Punchy Radish Salad (AKA Kind-Of Kim Chi)
1 bunch fresh radish, stems trimmed and discarded * 1 tablespoon rice vinegar * 1 teaspoon granulated sugar * 1 teaspoon fish sauce OR salt to taste * 1 teaspoon Korean red chili flakes (found in Korean and Asian grocers) * 1/2 cup OR small handful thinly sliced green onion, both green and white parts (OPTIONAL)
Wash the radishes well under cool running water and dry them. With a mandoline, sharp chef's knife or one side to a box grater, thinly slice the radishes. You should end up with pink-rimmed white discs. Place in a large bowl and set aside.
Mix together the rest of the ingredients and whisk together to get the chili flakes swirling about like snowflakes in a snow globe. Pour this over the sliced radishes and toss it thoroughly to get the radishes nice and colored. Cover and keep in the refrigerator until ready to eat. Can be stored up to two weeks.
Serve chilled with grilled, roasted and braised meats. The punchy radishes balance out deeper, danker flavors of summer grill outs and winter cooking.
This sounds great to me. I love radishes, such an under appreciated vegetable.
Posted by: Kalyn | 2009.10.29 at 07:12 AM
yummy! i never bothered learning how to make korean food until sometime in law school. and i'm sadly self-taught. my mom is a phenomenal cook but she's not the most patient teacher and she doesn't ever follow a recipe. she wings everything. i've been picking up a few recipes here and there (and have found some pretty good korean cookbooks in english) but i still feel most comfortable eating and preparing italian or mexican food.

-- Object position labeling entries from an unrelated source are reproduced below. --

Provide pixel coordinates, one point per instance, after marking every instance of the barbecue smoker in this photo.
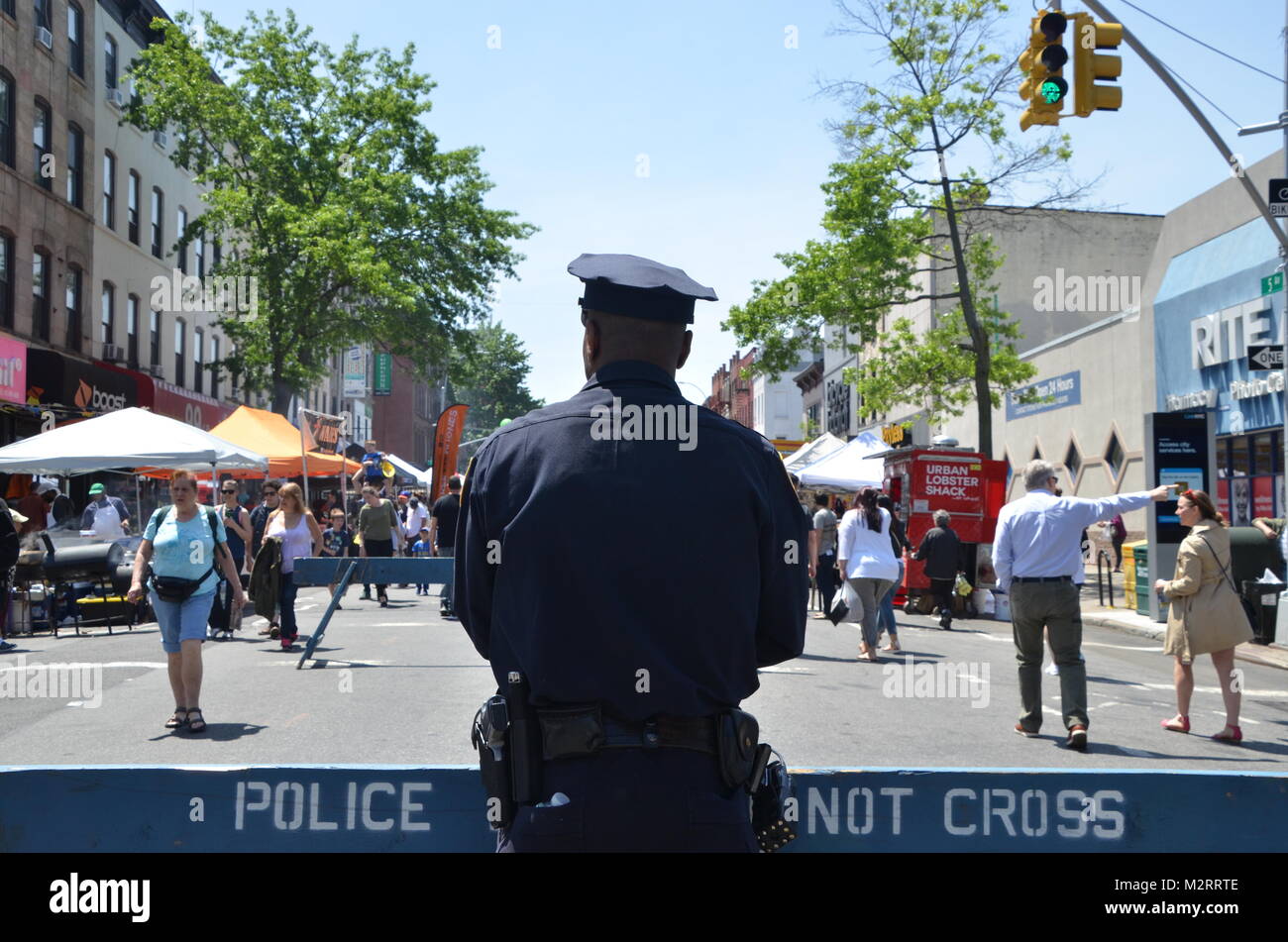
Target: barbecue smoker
(53, 575)
(966, 484)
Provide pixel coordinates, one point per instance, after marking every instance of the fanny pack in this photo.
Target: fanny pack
(171, 588)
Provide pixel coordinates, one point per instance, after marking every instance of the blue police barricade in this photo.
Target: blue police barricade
(442, 808)
(325, 571)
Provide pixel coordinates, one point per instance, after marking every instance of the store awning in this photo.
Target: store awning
(271, 435)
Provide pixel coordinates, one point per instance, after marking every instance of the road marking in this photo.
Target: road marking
(63, 666)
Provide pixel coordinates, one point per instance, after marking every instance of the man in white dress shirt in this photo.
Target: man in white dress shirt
(1037, 554)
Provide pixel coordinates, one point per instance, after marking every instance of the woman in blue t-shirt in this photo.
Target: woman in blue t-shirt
(184, 543)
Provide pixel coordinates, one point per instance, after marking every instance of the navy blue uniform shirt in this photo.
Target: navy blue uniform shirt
(583, 563)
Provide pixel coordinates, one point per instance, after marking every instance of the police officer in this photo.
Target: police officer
(635, 559)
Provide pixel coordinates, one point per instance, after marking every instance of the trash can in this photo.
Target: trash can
(1263, 598)
(1129, 572)
(1141, 555)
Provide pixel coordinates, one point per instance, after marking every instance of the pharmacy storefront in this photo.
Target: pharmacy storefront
(1215, 302)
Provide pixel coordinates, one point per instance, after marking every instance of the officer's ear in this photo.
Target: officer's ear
(686, 348)
(591, 343)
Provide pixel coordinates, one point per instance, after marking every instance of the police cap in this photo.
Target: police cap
(638, 287)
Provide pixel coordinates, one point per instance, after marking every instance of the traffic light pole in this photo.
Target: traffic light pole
(1173, 86)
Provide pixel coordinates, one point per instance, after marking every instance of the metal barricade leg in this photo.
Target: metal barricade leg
(326, 616)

Posted by: sara | 2009.10.29 at 09:56 AM
Like you, I learned to cook mostly Mediterranean food, but it's been too long since I've had a consistent taste of mom's Korean cooking. My taste buds have been underwhelmed by subtle flavors and I want a regular full on assault of my olfactory senses. Crushed chili flakes, pimenton, and anchovies aren't cutting it anymore.
So now I'm jumping whole hog into cooking my ancestral cuisine. I'm mostly going by trial and error and so far it's been a blast trying to cook food from memory rather than by recipe, sometimes leading to comical results. Of course, the soups and stews are the easiest to get right. Next up: spicy pickled raw crab.